Da die Bandbreite der Gewinnschätzungen für 2002 mit jedem Tag größer zu werden scheint, wird es auch immer schwieriger, Urteile über die Angemessenheit von Aktien- und Marktbewertungen abzugeben. Manche Marktexperten sagen ohnehin, daß es eine Zeitverschwendung sei, an diesen Markt mit Bewertungsmodellen heranzugehen. So wie der Markt in den Jahren 1999 und 2000 drastisch überbewertet gewesen sei, könne er jetzt für einige Zeit unterbewertet bleiben. Auf Bewertungen sei damals nicht geschaut worden; und das gleiche sei jetzt mit umgekehrten Vorzeichen der Fall. Gleichwohl haben in dieser Woche mit Abby Joseph Cohen von Goldman Sachs und Thomas McManus von Banc of America Securities zwei profilierte Investmentstrategen den Aktienanteil in ihren Musterportfolios mit der Begründung erhöht, daß der Markt unterbewertet sei. Cohen sieht den S&P 500 weiterhin binnen zwölf Monaten bei 1250 bis 1400 Punkten, was einem Kurssteigerungspotential von rund 25 bis 35 Prozent entspricht. Douglas Cliggott von J.P. Morgan Chase bekräftigte dagegen, daß der faire Wert des S&P 500 bei 900 Punkten liege, wenn man die derzeitige Rendite von 4,7 Prozent für die Staatsanleihe mit zehn Jahren Laufzeit zugrunde lege. Und Cliggott ist sich nach den jüngsten Ereignissen inzwischen nicht mehr so sicher, daß der Markt über das Tal in der Ertragsentwicklung hinwegschauen und diesem fairen Wert von 900 Punkten entkommen kann.

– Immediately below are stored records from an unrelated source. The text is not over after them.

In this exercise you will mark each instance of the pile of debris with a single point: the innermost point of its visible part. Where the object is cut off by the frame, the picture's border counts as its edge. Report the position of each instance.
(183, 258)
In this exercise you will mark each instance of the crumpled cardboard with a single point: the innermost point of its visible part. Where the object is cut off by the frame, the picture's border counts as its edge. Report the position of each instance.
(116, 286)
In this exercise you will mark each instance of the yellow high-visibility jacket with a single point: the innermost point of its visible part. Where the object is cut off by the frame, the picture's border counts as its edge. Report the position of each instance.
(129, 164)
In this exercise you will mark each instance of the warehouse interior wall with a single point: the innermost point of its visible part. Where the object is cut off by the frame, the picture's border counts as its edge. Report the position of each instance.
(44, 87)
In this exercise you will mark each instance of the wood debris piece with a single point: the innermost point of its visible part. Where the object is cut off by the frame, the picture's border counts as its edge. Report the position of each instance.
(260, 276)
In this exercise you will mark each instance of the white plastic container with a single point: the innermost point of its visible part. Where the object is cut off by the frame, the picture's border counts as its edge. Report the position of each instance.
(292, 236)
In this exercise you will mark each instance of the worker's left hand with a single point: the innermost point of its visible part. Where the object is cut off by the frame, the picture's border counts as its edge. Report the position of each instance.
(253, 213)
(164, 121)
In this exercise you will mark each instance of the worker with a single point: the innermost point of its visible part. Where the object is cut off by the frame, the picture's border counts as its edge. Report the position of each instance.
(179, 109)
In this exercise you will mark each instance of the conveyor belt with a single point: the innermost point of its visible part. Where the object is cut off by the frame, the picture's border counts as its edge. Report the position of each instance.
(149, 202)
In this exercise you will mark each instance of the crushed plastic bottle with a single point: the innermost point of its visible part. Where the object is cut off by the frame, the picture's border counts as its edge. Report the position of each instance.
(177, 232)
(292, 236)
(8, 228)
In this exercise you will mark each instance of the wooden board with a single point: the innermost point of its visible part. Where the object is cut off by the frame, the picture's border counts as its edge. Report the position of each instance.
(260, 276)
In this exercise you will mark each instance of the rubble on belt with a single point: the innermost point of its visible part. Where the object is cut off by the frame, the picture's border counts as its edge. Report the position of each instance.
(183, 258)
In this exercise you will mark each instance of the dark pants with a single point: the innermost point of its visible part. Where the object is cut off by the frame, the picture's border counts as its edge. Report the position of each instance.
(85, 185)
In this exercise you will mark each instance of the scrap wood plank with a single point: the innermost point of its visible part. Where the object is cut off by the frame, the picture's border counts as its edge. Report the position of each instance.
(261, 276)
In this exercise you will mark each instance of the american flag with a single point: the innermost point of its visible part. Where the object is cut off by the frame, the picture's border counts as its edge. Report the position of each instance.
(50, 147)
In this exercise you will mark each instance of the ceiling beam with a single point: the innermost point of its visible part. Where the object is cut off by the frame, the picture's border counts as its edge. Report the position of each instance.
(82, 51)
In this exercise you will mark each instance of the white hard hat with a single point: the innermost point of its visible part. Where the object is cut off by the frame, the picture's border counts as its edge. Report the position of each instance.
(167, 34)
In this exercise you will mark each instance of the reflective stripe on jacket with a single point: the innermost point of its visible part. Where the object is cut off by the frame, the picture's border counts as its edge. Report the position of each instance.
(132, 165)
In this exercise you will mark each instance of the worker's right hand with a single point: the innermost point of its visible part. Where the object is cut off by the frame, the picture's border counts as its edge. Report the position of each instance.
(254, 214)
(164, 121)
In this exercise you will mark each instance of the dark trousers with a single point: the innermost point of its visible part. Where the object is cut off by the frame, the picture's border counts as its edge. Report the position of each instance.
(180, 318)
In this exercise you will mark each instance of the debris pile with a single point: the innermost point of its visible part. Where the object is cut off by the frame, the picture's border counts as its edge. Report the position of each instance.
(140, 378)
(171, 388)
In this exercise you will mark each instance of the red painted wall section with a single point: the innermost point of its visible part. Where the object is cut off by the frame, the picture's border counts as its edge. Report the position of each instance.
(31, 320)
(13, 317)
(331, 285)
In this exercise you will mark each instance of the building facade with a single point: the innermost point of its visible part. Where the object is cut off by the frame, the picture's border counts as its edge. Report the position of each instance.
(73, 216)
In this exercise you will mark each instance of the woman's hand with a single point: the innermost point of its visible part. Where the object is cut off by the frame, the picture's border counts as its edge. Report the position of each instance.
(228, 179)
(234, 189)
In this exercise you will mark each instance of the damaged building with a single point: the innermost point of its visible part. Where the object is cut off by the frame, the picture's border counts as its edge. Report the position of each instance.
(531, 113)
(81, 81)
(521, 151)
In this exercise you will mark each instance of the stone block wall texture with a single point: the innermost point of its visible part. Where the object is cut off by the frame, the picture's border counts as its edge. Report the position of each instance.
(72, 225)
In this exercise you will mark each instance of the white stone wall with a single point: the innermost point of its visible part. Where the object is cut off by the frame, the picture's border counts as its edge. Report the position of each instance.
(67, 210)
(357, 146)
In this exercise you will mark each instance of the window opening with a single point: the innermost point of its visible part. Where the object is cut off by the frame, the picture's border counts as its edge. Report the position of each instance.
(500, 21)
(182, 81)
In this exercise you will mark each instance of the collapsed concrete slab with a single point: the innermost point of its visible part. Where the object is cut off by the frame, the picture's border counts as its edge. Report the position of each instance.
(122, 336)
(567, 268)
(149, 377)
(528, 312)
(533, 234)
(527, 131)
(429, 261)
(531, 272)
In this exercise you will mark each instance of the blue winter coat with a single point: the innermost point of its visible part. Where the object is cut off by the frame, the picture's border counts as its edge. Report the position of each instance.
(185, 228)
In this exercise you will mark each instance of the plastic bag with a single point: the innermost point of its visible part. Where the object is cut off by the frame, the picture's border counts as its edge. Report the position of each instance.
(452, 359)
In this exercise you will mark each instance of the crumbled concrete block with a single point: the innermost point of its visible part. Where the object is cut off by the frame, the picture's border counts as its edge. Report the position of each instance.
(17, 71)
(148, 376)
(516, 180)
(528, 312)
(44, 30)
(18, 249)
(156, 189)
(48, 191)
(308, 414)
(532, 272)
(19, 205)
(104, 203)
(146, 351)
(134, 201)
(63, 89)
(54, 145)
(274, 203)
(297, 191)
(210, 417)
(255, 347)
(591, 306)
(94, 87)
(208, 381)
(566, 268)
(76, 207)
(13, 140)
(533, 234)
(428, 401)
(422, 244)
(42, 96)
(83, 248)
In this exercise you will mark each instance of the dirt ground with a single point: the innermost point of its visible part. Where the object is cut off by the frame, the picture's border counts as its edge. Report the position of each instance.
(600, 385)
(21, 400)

Cliggott: "Das Problem ist, daß der Ertragsanstieg auf der anderen Seite des Tales nicht sehr inspirierend ausfallen dürfte." Die Erholung des Aktienmarktes in der ersten Wochenhälfte wird denn auch an der Wall Street gemeinhin als eine technische Reaktion und noch nicht als Marktwende betrachtet. "Es ist unwahrscheinlich, daß die Unsicherheit schnell verschwinden wird", sagt Edward Kersch- ner, der Investmentstratege von UBS Warburg. In Zeiten wie diesen würden Prämien für solche Aktien gezahlt werden, die die Anleger jetzt und nicht erst in der Zukunft honorieren würden, zum Beispiel über hohe Dividenden oder eine stabile Ertragsentwicklung. Zu diesen Unternehmen zählt Kerschner unter anderem American Home Products, AOL Time Warner, Cinergy, General Mills, IBM, Kimberly-Clark, Northern Trust, Pepsico, Pfizer, Walgreen und Wal-Mart. Kerschner räumt freilich ein, daß diese Aktien nicht zu den großen Gewinnern zählen werden, wenn die Unsicherheit am Markt wieder schwindet.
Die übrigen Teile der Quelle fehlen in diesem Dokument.